Nesta segunda-feira, 25, ao participar do programa Encontro com Fátima Bernardes, a jovem comoveu os telespectadores, Fátima Bernardes e os convidados do programa. Durante o relato do que sofreu, Eva, ao lado do namorado Mateus, chorou muito no programa. O rapaz é quem a incentivou a denunciar os abusos.
O padrasto de Eva está preso desde o dia 13 de fevereiro e, segundo a Polícia Civil, nega as acusações.
Aos 13 anos, Eva denunciou pela primeira vez os abusos sofridos
Aos 13 anos, ela fez a primeira denúncia, mas teve que retirá-la. “Essa política de cuidado com a Mulher, de Casas Abrigo e Proteção, depois da denúncia, não aconteceu. Quando denunciamos, não tínhamos mais para onde ir. Recebemos a medida protetiva e ele, que estava solto, porque não é preso imediatamente, conseguiu ter acesso a gente. Falou, pessoalmente, muitas ameaças e, como já tínhamos muito medo, a única coisa que pensamos foi: ‘A gente tem que ir de novo à delegacia’. Eu até tentei, só que não consegui. Ele passou todo o roteiro para retirar a denúncia. Eu lembro de ter estudado muito cada palavra. E eu falei aquilo esperando que as pessoas notassem que não, eu não estava retirando, isso não aconteceu, isso foi porque ele teve acesso a gente.”
Fátima perguntou de onde Eva tirou forças para fazer o relato (abaixo na íntegra) que viralizou nas redes sociais na última terça-feira, 19.
“Infelizmente, não posso dizer que eu tive força para denunciar.
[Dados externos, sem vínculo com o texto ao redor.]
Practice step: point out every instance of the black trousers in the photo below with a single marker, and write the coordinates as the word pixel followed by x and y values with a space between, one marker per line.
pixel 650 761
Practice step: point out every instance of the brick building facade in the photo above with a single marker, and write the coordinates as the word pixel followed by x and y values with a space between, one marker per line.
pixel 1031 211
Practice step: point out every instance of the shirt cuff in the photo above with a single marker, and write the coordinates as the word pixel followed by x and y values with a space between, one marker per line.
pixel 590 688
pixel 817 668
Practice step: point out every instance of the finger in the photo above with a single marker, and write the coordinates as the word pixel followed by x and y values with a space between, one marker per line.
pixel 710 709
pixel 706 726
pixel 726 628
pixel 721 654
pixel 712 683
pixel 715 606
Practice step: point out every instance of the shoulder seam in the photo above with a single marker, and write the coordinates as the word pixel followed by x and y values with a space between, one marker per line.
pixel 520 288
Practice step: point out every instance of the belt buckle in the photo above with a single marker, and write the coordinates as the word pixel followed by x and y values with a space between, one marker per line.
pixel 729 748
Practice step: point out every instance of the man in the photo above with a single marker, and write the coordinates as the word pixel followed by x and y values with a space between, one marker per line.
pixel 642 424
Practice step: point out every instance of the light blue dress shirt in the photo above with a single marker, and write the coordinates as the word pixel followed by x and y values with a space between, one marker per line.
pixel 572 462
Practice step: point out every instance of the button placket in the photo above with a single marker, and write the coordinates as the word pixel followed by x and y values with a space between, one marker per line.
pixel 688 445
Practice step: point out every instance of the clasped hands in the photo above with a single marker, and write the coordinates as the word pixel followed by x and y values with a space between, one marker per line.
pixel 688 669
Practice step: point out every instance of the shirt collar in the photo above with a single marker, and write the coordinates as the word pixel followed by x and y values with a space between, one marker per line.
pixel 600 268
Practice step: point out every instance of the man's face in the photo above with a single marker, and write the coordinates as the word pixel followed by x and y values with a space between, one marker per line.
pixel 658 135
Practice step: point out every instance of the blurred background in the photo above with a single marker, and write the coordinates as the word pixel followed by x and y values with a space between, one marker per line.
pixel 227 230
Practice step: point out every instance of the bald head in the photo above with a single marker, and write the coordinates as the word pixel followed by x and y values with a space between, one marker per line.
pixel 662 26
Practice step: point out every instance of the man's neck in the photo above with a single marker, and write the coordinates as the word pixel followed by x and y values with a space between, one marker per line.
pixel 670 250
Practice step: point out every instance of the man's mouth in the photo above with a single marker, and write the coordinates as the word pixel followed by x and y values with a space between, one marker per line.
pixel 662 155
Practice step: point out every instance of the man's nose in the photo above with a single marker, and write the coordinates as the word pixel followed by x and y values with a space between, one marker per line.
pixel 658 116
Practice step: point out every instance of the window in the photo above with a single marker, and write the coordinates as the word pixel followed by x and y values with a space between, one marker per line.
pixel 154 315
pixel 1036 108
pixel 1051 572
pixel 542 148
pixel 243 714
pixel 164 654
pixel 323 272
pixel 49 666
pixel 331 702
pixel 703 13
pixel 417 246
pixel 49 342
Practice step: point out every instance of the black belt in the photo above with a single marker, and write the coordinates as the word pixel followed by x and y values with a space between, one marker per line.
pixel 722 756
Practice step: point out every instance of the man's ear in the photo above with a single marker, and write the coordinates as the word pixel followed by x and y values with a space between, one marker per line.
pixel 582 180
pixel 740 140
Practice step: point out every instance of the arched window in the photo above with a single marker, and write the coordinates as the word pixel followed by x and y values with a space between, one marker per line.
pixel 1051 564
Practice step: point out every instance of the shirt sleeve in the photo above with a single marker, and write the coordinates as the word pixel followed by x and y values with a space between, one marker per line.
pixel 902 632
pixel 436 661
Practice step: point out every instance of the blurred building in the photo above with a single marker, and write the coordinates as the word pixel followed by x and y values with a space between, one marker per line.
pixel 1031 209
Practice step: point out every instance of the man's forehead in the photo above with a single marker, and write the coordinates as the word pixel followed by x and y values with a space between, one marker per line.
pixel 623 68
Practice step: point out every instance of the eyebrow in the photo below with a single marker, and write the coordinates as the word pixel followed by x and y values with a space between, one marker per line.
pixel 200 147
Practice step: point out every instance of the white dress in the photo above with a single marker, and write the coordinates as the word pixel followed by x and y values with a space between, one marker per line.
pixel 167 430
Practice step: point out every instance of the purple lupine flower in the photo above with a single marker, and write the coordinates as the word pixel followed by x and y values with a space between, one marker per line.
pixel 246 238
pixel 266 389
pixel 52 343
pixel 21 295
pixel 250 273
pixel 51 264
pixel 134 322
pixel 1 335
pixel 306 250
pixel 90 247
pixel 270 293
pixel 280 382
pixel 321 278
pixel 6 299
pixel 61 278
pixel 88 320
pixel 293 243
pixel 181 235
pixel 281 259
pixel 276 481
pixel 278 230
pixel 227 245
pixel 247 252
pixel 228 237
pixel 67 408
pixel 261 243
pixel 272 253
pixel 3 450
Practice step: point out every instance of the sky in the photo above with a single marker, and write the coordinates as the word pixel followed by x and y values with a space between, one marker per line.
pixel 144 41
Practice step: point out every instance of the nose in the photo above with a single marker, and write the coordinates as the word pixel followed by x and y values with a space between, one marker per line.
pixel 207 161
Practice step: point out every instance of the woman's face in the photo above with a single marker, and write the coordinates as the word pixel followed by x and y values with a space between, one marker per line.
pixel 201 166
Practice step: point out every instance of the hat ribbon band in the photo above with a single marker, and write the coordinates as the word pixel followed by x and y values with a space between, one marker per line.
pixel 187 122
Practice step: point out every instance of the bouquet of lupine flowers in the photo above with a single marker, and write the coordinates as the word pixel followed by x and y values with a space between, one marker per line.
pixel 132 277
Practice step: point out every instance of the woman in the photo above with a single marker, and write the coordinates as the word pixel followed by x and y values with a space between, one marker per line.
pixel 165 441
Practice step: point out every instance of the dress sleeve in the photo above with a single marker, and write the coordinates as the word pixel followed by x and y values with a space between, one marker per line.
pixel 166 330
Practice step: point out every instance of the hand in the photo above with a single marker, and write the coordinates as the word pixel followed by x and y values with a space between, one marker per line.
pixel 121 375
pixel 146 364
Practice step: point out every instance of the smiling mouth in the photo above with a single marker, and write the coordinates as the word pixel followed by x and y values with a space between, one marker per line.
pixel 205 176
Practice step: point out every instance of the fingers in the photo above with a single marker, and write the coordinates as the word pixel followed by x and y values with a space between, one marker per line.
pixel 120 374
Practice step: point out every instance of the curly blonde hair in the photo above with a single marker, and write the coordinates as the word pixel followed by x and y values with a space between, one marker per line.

Eu não fiz por coragem, fiz por medo, porque já estava em um nível tão extremo, estava me sentindo tão ameaçada e perseguida que eu falei: ‘Se acontecer alguma coisa comigo, a minha mãe e a minha irmã precisam estar seguras… Se for para morrer de qualquer jeito, que eu morra lutando, então eu decidi contar”, relatou ela.
A jovem explicou que é difícil passar por isso e ter que fingir para todos. Segundo ela, as pessoas achavam ela estranha e, por vezes, metida. “A força veio da fraqueza”, ressaltou.
Perseguida até na faculdade
“Eu passei em outras faculdades, inclusive uma estadual e outra fora do país, em Coimbra, Portugal. Ele não permitiu que eu fosse. Um ano antes de entrar na faculdade, ele começou a fazer o mesmo curso que eu, então, até lá, onde eu poderia me sentir segura, ele estava. Ele invadia a sala, pegava meu celular sem eu estar esperando. Eu tinha sempre que sair antes da aula acabar e chegar muito atrasada”, contou.
Segundo ela, os abusos do padrasto começaram com a mãe, que ela quase viu morrer na frente dela muitas vezes.
No programa, Mateus falou sobre quando Eva contou os abusos pra ele. “Foi terrível, porque, antes dela me contar, eu já tinha desconfiado… Eu tive que largar o celular. Doía, sabe? Cada relato machucava em mim. Ela me contou por áudio e me matou ouvir ela chorando. Doía tanto que eu tinha que largar o celular para respirar. Eu estava tremendo, nervoso, nunca fiquei em choque daquela forma”, contou.
Cerca de dois mil relatos de abuso
Desde o dia 19, Eva já recebeu em seu perfil – que já tem um milhão de seguidores – mais de dois mil relatos de abuso.
“Mais ou menos duas mil mensagens. E elas não são de passado, é o que elas estão vivendo agora. E elas estão pedindo ajuda e força e tentando descobrir como conseguir fazer isso, porque as pessoas tem mania de achar, no português claro: ‘apanha porque gosta’, como se a violência física fizesse a gente sair correndo, mas a violência psicológica tira todas as suas forças.”